The dayrate range for jackup rigs in the Gulf of Mexico is fairly wide, running from $20,000 per day to more than $70,000 per day, depending on the rig's depth capability, drilling range and equipment. Companies with large jackup fleets include




Global Marine



Santa Fe International



Rowan Companies



Oil prices, of course, remain the big "if."

Observers expected oil prices to firm after several major oil producing countries banded together and vowed to cut production back in March. Prices did leap on the announcement, to over $17 per barrel. Since then, however, overabundant supplies and high inventory levels have pressured prices right back to the $14-$15 range. Crude oil futures for July delivery settled Thursday at $14.85 per barrel, down 14 cents.

"It looks like the downdraft in oil prices since March puts pressure on second-half-of-year earnings," says James Stone, an oil service analyst at


. Stone says that "there's a better than 50% possibility" some of his estimates will have to be revised due to the situation with dayrates.

As of May 22, the most recent date for which data is available, second-quarter year-over-year earnings for the oil service equipment group is expected to grow 22%, down from the 25% expected one month ago, according to

First Call

. Earnings growth for the drilling group, at 51%, stands unchanged from one month ago, says Chuck Hill, First Call's director of research. Looking at what analysts predicted for the drillers' second-quarter earnings growth back in January is more telling: As of Jan. 2, the consensus estimate stood at 70%.

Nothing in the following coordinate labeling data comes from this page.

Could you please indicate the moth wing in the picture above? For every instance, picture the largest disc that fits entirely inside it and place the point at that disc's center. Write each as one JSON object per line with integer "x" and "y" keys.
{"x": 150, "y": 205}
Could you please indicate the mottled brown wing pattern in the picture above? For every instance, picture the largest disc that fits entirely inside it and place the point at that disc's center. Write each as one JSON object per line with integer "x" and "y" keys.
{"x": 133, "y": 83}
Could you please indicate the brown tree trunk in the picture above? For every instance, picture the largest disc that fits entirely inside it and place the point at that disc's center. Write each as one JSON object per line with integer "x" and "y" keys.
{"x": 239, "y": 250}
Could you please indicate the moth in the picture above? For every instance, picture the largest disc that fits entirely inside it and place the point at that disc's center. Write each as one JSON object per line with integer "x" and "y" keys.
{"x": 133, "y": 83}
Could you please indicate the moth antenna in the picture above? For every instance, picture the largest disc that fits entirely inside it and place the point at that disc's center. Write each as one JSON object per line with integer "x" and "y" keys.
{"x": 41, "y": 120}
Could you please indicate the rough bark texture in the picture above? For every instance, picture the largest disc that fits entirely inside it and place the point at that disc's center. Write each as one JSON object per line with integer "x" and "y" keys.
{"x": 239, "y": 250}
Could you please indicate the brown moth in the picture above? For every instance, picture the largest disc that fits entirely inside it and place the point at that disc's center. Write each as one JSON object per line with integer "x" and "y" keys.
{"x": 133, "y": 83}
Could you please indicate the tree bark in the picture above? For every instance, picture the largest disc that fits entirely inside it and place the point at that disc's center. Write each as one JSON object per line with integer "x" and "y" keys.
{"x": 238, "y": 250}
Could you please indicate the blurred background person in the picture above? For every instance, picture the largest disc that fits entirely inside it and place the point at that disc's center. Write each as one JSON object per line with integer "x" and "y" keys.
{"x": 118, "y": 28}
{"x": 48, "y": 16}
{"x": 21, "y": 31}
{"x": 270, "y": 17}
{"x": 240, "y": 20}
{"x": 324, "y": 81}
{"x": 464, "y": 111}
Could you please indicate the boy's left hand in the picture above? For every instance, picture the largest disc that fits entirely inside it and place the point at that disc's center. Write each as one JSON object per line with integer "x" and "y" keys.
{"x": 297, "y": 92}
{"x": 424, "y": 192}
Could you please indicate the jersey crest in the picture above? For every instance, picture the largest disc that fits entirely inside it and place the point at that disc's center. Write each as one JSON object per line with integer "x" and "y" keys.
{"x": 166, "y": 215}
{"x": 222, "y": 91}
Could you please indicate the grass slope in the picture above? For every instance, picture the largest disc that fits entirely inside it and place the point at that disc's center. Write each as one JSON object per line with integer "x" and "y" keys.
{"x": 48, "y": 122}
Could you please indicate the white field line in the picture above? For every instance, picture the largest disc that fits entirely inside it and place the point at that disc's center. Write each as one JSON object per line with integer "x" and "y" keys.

Earnings growth of 50% in nothing to sneeze at, but even that healthy growth rate is down dramatically from growth rates of 121% and 142% the segment realized in 1997 and 1996, when the sector started coming back after a decade-long depression.

Analysts agree the recent deterioration in dayrates hasn't been significant -- at least not significant enough to affect second-quarter earnings.

"Right now the recent surge in dayrates has been interrupted, not stopped," says S&P's Rosenberg. Although he says he probably won't change his estimates for the second quarter, he'll be listening for contract status and what rigs will be rolled over when.

"I think any of the earnings revisions will be for 1999 and the second half of 1998," Rosenberg says.